Payroll taxes in India are statutory deductions and employer contributions that must be calculated while processing employee salaries. These include Provident Fund (PF), ESIC, Professional Tax (PT), and TDS. Employers must deposit these taxes within the due date to stay compliant with labour and tax laws.
Which payroll taxes must employers pay in India?
Employers in India must pay or deduct the following payroll taxes:
Provident Fund (PF)
ESIC contribution
TDS on salary
Professional Tax
Labour welfare fund (in some states)
These payroll taxes in India are mandatory for eligible companies.
What happens if payroll taxes are not paid on time?
If payroll taxes in India are not deposited on time, employers may face:
penalty
interest charges
government notice
inspection
legal action
Late PF and ESIC payments may attract damages under EPF and ESIC rules.

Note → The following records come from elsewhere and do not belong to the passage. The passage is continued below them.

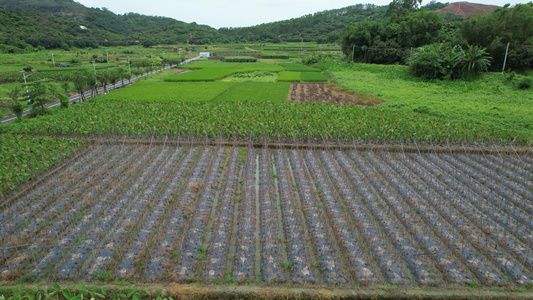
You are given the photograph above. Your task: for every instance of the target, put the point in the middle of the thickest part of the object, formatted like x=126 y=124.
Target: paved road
x=76 y=98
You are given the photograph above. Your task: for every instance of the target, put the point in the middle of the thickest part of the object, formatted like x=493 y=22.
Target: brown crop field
x=275 y=216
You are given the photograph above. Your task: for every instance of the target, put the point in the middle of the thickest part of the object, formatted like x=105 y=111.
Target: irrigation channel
x=272 y=215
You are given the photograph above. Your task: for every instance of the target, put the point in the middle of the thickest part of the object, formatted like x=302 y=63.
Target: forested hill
x=26 y=24
x=322 y=27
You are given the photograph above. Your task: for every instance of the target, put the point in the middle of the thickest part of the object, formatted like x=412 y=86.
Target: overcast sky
x=239 y=13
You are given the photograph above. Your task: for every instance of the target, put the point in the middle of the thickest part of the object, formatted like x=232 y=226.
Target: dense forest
x=406 y=27
x=368 y=33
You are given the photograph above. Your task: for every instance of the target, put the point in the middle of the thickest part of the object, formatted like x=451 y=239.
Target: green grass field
x=287 y=76
x=201 y=75
x=241 y=67
x=489 y=101
x=256 y=92
x=298 y=68
x=313 y=77
x=165 y=91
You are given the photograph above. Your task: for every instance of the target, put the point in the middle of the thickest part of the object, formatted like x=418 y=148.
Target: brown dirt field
x=327 y=93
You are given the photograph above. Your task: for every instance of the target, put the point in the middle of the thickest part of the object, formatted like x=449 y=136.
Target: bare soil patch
x=329 y=93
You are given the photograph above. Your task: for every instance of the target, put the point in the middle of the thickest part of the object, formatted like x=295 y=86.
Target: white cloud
x=238 y=13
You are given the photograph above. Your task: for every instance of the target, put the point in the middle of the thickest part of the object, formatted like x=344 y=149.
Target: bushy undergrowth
x=446 y=62
x=492 y=100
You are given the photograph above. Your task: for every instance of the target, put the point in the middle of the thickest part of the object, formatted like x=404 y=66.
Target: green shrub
x=446 y=62
x=525 y=84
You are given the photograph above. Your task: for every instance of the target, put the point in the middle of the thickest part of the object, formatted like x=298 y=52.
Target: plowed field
x=278 y=216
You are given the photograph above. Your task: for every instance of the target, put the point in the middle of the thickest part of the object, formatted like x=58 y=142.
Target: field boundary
x=495 y=150
x=184 y=291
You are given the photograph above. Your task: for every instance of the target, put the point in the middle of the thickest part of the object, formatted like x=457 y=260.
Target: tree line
x=407 y=29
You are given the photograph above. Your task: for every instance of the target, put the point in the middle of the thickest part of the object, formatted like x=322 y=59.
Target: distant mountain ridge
x=66 y=23
x=467 y=9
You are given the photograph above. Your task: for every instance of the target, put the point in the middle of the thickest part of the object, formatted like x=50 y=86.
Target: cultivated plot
x=287 y=216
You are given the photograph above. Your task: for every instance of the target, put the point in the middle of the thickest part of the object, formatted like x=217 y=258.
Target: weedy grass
x=491 y=101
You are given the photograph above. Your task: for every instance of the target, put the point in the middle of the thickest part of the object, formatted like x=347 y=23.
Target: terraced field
x=281 y=216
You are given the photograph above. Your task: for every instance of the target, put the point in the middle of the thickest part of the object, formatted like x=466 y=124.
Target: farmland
x=257 y=122
x=327 y=217
x=252 y=177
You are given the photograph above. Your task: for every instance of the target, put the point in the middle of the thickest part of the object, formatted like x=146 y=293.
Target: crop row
x=279 y=216
x=23 y=157
x=268 y=121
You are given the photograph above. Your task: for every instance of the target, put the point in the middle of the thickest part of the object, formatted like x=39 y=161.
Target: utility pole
x=129 y=66
x=505 y=60
x=94 y=68
x=26 y=83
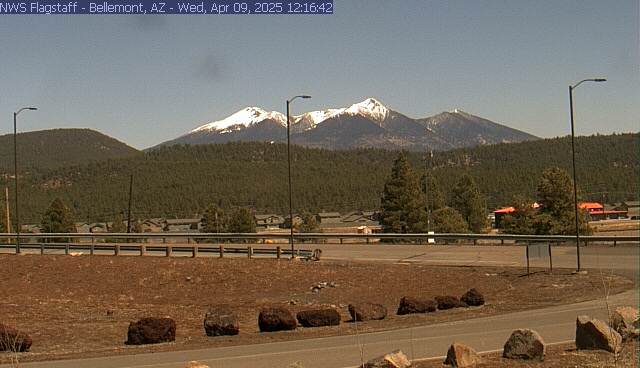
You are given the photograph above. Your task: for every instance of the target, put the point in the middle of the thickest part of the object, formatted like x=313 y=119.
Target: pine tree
x=58 y=219
x=242 y=220
x=557 y=211
x=309 y=223
x=403 y=202
x=214 y=219
x=522 y=220
x=448 y=220
x=468 y=200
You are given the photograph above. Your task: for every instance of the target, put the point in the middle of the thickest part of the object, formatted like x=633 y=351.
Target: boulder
x=318 y=317
x=151 y=330
x=14 y=340
x=595 y=334
x=460 y=355
x=367 y=312
x=276 y=319
x=473 y=298
x=524 y=344
x=394 y=359
x=625 y=321
x=448 y=302
x=220 y=322
x=409 y=305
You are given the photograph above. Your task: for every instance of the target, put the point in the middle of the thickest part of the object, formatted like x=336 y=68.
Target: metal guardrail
x=256 y=244
x=299 y=237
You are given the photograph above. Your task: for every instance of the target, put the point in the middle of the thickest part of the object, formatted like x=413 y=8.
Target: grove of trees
x=182 y=181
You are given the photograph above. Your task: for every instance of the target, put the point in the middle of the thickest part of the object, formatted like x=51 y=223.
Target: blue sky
x=147 y=79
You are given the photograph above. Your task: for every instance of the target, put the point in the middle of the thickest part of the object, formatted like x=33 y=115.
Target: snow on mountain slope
x=243 y=118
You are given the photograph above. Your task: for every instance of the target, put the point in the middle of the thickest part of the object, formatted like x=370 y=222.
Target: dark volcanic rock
x=410 y=305
x=220 y=322
x=151 y=330
x=448 y=302
x=595 y=334
x=524 y=344
x=318 y=317
x=473 y=298
x=460 y=355
x=276 y=319
x=367 y=311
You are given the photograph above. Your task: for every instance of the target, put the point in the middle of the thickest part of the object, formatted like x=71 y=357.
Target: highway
x=555 y=324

Is PF mandatory for all companies in India?
PF registration is mandatory if a company has 20 or more employees. Once registered, the employer must deduct and deposit PF every month as per EPF Act rules.
How can employers manage payroll taxes in India easily?
Employers can manage payroll taxes in India by using payroll software or HRMS systems. Automated payroll helps calculate PF, ESIC, TDS, and other deductions correctly and reduces the risk of compliance errors.